The next step was selecting a portion of the C-LEG’s surface to extrude into a form fitting shell. Blender was used to create a mirror image of the scan, and MeshLab was used to align the two sides and fill in the holes so I had a reconstruction of the entire CLEG (Agisoft was only able to reconstruct one side of it — I could of went back and tried another photoshoot, but decided it would be faster to just duplicate the half that worked). In the video you can see the mesh of the whole C-LEG next to the original scan.

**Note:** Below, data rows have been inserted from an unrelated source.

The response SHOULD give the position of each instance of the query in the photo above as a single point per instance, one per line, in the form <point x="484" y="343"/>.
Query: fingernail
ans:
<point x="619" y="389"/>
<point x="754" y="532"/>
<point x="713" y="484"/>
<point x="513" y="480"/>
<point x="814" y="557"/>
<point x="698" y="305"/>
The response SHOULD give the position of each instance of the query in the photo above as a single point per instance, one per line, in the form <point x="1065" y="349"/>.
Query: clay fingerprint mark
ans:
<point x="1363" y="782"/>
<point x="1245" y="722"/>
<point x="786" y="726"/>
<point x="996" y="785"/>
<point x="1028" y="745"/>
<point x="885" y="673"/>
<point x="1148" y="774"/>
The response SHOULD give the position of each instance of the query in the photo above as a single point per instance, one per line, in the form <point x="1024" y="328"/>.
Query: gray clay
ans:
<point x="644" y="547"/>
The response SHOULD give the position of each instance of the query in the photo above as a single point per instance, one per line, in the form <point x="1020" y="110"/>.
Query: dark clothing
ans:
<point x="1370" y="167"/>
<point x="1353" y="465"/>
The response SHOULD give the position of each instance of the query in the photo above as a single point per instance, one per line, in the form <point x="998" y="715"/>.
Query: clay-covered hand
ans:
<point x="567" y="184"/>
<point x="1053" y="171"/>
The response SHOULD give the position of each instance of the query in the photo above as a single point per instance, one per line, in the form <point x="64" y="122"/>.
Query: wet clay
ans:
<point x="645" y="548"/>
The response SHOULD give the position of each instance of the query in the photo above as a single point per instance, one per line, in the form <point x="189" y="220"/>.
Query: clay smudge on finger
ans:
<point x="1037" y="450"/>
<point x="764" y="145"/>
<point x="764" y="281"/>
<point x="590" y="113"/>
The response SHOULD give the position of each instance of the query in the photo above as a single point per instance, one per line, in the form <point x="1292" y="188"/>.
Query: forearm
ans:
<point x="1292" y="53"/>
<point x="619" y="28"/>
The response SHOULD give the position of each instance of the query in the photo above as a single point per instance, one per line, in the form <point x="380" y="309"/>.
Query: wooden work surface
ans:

Blender and MeshLab were used back and forth here: Blender allowed me to select a portion of the mesh freehand and export as a separate STL. MeshLab allowed me to offset this surface using ‘Uniform Mesh Resampling’ and then construct a volume around the surface using Uniform Mesh Resampling with ‘Absolute Distance’ checked off. This created an excessive and messy edge, however, so I brought it into Blender to perform a boolean intersection, extruding the surface that I selected earlier outward to overlap with the portion of the new mesh that I wanted to keep. With that cut performed, I used MeshLab one last time to perform a ‘Surface Reconstruction: Poisson” to smooth the corners. To cut a slit in the back of the model I used Tinkercad, because it’s quicker to align and subtract a cube, knowing what I know.
And it actually clipped on the way I had hoped, wrapping around the edges — but there was a considerable gap. The inner diameter of the print was 60mm, while the C-LEG is 55mm wide, so I uploaded the STL to tinkercad at 91% of the original size to continue to prototype #2:
I used some cylinder, cube, and hexagon shapes to throw together clamps that I can add nuts and bolts to for this print, to see if I can really clamp down on the C-LEG enough to hang some weight off of it.
Ended up printing copies at 93% and 96% of original size. It is not a perfect fit, but once tightened down with bolts, holds on pretty well. This one cracked due to the nut turning against the plastic — the white ABS must have shrunk more than the grey ABS, which had holes big enough for the nuts to sink into without forcing it.